AG Rheine, Urt. v. 23.12.11 Az. 10 C 263/10Nach der Überzeugung des AG Rheine handelt es sich bei der beklagten Partei um einen grundversorgten Tarifkunden, der Klägerin habe ein einseitiges Preisänderungsrecht zugestanden, eine Billigkeitskontrolle sei ausgeschlossen bei der Möglichkeit des Anbieterwechsels, die Preisänderungen entsprächen auch der Billigkeit.
Die Entscheidung ist berufungsfähig.
Zunächst hätte wohl die Frage beantwortet werden müssen, welcher Preis denn überhaupt zunächst
vereinbart gewesen sein soll.
Wenn die Klägerin den Kunden nach eigenem Bekunden immer wieder neu nachträglich in eines ihrer parallel nebeneinander bestehenden
Preismodelle einsortierte, kann wohl der schlussendliche Preis für den Gasbezug im Zeitpunkt des Bezuges noch gar nicht festgestanden haben.

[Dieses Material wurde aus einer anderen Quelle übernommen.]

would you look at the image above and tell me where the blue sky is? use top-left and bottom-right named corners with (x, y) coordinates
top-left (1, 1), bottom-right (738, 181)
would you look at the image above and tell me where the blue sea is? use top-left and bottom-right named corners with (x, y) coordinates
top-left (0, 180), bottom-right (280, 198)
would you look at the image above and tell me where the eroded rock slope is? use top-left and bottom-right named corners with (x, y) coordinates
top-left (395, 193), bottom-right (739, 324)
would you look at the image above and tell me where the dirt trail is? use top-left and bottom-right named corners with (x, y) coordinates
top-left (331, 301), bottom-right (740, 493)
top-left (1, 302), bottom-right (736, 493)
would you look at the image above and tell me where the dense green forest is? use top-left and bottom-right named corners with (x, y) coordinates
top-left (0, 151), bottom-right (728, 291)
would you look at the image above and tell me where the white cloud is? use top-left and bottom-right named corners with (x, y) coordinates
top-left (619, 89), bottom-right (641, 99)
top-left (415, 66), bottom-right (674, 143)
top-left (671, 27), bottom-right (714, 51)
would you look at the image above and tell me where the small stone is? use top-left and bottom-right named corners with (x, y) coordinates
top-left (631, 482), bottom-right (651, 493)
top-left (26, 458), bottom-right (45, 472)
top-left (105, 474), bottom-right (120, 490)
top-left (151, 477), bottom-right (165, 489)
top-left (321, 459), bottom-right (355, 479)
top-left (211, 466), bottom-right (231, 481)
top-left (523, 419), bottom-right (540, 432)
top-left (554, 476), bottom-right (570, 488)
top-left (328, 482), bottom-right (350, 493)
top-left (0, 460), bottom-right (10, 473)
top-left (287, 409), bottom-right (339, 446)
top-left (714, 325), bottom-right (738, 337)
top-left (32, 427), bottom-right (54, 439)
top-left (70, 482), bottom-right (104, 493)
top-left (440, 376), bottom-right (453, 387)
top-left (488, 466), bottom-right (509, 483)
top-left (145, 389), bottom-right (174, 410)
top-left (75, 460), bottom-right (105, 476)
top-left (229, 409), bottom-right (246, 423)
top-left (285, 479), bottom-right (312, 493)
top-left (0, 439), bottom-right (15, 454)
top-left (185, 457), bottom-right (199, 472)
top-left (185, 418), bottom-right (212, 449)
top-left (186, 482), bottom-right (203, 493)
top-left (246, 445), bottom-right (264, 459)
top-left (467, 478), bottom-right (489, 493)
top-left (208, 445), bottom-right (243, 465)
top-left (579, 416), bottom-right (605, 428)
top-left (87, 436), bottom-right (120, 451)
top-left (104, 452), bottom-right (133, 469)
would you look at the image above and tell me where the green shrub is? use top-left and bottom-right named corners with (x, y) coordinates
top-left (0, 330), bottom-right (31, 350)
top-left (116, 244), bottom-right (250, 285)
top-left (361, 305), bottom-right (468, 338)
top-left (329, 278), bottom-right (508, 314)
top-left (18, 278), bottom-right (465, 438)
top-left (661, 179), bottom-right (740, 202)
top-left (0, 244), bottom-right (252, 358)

Ein solches Vorgehen des Versorgers erscheint allenfalls dann zlässig, wenn vertraglich vereinbart wurde, dass der Gasversorger nach Vertragsabschluss den Preis erst -und sodann immer wieder neu - bestimmen soll. Nach der Rechtsprechung des BGH soll ein Tarifkundenvertrag hingegen dadurch geprägt sein, dass sich Kunde und Versorger auf einen bestimmten, festehenden Allgemeinen Tarif einigen (vgl. BGH, Urt. v. 13.06.07 VIII ZR 36/06 Rn. 32).

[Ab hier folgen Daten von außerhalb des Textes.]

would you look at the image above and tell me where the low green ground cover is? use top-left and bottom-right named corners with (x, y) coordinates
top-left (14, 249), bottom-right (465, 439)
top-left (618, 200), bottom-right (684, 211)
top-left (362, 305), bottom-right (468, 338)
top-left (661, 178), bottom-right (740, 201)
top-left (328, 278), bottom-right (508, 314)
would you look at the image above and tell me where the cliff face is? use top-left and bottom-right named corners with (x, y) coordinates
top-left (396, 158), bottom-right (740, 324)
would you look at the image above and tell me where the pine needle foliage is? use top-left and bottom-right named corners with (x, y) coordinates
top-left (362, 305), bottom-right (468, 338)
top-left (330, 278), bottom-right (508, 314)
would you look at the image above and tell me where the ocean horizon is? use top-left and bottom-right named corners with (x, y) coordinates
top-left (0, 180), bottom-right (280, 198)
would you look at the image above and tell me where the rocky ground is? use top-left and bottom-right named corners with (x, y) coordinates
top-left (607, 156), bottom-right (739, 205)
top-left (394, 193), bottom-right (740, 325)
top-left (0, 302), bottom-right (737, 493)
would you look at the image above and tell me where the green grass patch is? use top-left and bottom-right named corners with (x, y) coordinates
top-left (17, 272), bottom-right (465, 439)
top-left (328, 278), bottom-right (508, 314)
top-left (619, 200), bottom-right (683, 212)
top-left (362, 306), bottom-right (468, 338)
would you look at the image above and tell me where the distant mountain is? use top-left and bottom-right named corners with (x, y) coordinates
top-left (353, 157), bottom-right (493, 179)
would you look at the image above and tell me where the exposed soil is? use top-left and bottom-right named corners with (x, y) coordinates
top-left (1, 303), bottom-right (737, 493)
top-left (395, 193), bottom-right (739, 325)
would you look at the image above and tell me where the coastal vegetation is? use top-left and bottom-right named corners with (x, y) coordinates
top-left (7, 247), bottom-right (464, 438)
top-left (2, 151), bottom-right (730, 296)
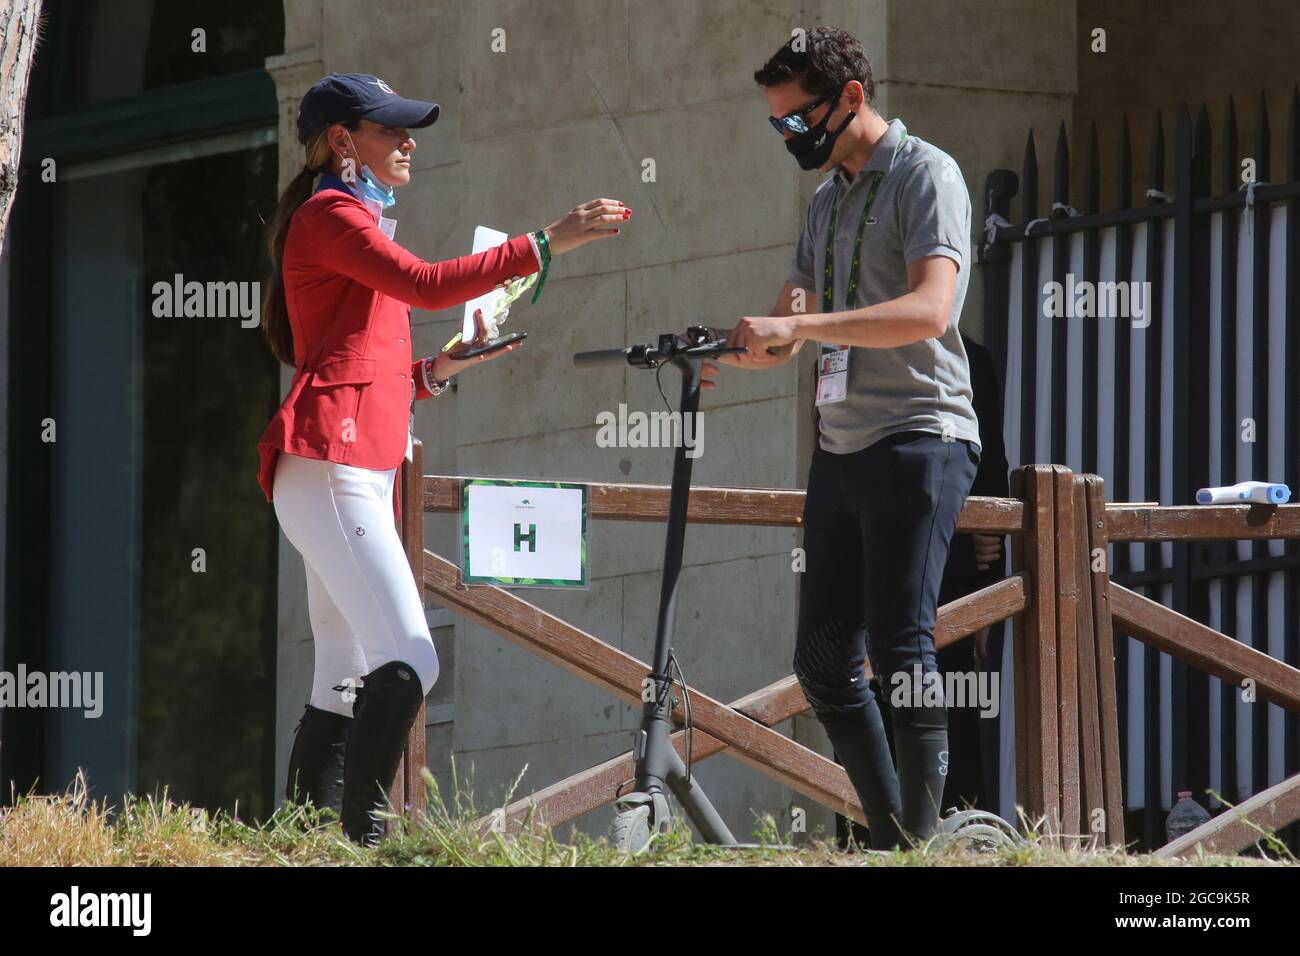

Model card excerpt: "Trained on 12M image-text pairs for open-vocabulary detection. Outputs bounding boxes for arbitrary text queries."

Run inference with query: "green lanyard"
[821,131,909,314]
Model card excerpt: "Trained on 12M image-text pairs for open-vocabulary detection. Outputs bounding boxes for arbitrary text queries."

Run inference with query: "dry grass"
[0,768,1292,867]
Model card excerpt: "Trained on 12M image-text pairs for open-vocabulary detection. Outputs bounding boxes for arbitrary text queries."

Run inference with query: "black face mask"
[785,95,856,171]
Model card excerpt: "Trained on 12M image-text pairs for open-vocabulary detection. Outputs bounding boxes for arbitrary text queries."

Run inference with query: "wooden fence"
[387,439,1300,855]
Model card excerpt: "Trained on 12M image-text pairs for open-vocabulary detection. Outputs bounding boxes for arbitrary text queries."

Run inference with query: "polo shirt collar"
[833,117,908,188]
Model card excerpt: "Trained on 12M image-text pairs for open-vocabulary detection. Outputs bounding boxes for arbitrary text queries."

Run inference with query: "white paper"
[463,226,509,342]
[464,483,586,586]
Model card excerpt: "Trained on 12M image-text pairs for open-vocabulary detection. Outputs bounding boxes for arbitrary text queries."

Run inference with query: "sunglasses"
[767,88,840,135]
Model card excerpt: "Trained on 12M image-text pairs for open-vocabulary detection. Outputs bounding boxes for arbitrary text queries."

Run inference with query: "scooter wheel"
[928,809,1025,853]
[611,804,652,854]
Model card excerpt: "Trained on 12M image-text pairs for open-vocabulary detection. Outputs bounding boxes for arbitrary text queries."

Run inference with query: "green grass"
[0,767,1292,867]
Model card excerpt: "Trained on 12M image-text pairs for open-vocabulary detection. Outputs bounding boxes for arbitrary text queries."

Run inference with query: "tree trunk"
[0,0,44,258]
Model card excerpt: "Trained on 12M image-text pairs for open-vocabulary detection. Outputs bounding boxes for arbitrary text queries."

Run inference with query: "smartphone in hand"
[444,330,528,360]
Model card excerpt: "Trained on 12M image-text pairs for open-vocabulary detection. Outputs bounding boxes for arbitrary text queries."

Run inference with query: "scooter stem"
[653,355,702,675]
[633,354,702,795]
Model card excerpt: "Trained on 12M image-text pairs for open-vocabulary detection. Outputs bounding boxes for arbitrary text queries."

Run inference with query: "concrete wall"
[267,0,1078,842]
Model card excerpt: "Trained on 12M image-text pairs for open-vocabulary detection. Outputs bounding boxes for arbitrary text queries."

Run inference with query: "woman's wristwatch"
[421,356,450,396]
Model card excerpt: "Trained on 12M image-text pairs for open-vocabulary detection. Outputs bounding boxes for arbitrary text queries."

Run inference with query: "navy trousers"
[793,430,979,847]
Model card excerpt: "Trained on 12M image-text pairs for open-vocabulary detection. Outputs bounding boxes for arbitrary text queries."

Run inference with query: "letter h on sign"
[514,523,537,552]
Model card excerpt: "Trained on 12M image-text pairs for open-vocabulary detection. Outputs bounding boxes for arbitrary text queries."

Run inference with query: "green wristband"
[530,229,551,304]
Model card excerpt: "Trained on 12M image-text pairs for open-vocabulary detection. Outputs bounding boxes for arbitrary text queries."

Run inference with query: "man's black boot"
[892,699,950,845]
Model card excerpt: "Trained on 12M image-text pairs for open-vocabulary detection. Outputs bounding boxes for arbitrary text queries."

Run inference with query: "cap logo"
[372,78,395,95]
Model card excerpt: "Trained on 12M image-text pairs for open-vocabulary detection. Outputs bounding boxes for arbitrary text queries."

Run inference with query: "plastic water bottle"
[1166,791,1211,843]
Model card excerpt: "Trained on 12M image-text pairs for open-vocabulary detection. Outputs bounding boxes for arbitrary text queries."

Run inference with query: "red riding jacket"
[256,173,540,524]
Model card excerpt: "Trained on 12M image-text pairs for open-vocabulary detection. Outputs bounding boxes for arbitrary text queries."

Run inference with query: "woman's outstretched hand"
[430,308,520,380]
[543,198,630,255]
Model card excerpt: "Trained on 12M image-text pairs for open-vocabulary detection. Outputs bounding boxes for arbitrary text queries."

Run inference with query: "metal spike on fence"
[1083,121,1101,474]
[1148,110,1167,201]
[1223,95,1239,196]
[1050,122,1072,464]
[1195,104,1211,171]
[1255,91,1270,181]
[1118,113,1133,209]
[1019,129,1040,467]
[1023,130,1039,223]
[1053,121,1071,217]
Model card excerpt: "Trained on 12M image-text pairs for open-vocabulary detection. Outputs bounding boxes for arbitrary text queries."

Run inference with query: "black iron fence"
[978,90,1300,850]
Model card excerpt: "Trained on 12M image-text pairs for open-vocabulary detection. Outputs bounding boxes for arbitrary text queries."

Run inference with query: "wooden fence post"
[1010,465,1061,840]
[1083,474,1125,847]
[1012,467,1123,848]
[1052,466,1082,846]
[1072,475,1107,847]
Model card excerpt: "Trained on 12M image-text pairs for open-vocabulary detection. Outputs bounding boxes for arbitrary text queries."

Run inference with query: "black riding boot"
[340,661,425,847]
[285,704,351,819]
[892,699,950,844]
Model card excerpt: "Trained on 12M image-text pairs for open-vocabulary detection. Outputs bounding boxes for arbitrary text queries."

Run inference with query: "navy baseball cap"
[296,73,440,144]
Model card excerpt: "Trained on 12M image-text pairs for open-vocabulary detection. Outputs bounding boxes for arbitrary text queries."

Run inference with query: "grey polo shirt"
[789,117,981,455]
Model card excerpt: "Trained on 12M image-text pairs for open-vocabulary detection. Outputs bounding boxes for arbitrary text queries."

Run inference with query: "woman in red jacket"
[259,73,629,846]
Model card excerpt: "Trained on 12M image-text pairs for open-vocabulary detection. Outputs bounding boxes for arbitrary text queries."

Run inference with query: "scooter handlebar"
[574,327,745,370]
[572,347,635,369]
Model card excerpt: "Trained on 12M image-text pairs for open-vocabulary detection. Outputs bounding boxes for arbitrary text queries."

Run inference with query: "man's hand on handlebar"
[711,320,799,371]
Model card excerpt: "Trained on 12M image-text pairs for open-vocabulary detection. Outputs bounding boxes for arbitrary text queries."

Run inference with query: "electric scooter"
[575,327,1024,854]
[574,325,746,852]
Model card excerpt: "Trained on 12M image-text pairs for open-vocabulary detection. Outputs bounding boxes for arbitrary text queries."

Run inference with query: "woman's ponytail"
[260,165,315,366]
[259,122,355,366]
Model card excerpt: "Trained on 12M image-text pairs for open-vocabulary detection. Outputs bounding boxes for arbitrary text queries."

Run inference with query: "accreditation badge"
[815,344,850,406]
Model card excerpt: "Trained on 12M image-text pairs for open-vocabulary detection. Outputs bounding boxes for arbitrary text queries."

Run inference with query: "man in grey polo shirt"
[718,27,981,848]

Dass Gericht hatte sodann zu prüfen, ob überhaupt ein Preisänderungsrecht zugunsten des Versorgers bestand.
Soweit das Gericht hierfür auf ein gesetzliches Preisänderungsrecht aus § 4 AVBV/ 5 GVV abstellt, erscheint die Prüfung zu kurz geraten.

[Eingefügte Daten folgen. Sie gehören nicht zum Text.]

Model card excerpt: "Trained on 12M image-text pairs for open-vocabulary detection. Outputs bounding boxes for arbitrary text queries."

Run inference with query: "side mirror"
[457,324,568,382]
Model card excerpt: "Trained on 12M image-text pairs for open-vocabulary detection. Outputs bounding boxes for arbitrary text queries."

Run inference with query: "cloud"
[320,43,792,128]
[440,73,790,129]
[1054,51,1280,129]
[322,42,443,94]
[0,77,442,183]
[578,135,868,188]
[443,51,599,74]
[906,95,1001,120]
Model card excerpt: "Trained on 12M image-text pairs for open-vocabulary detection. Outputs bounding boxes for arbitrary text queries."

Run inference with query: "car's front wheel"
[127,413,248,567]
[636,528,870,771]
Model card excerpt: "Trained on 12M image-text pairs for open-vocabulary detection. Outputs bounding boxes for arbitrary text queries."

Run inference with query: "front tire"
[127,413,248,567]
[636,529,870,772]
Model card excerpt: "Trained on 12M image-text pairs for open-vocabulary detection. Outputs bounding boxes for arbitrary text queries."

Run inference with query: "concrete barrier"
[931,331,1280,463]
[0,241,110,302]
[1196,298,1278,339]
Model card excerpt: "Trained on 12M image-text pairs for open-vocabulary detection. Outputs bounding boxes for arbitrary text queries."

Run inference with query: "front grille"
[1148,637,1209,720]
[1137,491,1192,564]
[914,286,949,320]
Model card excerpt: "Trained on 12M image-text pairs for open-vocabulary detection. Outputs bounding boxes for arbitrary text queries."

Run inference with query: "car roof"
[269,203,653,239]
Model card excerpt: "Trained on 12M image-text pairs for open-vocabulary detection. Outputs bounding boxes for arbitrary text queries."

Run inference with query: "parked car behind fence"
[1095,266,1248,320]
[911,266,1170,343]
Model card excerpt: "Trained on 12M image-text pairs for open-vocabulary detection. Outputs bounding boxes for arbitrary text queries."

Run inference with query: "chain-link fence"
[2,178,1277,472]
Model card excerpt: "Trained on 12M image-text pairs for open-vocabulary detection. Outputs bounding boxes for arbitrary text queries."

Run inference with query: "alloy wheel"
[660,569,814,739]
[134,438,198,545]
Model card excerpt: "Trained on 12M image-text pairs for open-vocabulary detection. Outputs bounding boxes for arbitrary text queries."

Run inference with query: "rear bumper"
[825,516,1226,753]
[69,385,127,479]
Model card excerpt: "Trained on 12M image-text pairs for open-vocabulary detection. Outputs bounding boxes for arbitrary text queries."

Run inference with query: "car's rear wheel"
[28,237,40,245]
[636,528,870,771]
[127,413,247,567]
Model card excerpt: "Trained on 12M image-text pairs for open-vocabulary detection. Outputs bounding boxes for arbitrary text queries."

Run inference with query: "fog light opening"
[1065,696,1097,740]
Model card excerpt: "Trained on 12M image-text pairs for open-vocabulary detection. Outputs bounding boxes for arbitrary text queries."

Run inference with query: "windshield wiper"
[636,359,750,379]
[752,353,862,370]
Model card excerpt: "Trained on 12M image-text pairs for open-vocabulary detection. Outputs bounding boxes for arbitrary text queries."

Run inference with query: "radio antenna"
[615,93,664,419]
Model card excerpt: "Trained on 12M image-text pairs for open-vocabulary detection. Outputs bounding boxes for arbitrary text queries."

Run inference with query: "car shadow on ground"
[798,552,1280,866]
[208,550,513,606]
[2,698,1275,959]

Es wurde soweit ersichtlich nicht berücksichtigt, dass die Wirksamkeit dieser Normen mit Rücksicht auf EU- Recht in Frage steht und diese Rechtsfrage deshalb mehrfach dem EuGH zur Entscheidung vorgelegt wurde (BGH, B. v. 18.05.11 VIII ZR 71/10 und B. v. 29.06.11 VIII ZR 211/10).
Das Gericht meint gar, die Billigkeitskontrolle sei ausgeschlossen, wenn der Kunde die Möglichkeit eines Lieferantenwechsels habe, und beruft sich dafür auf eine Entscheidung des LG Münster vom 13.07.2010 - 6 S 70/09.
Dabei ist dem Gericht offensichtlich der
BGH, B. v. 29.06.11 Az. VIII ZR 211/10 verborgen geblieben, in welcher auf die zitierte Entscheidung des LG Münster im Revisionsverfahren klargestellt wurde, dass es streitentscheidend auf die Wirksamkeit des gesetzlichen Preisänderungsrechts und die Billigkeit ankommt.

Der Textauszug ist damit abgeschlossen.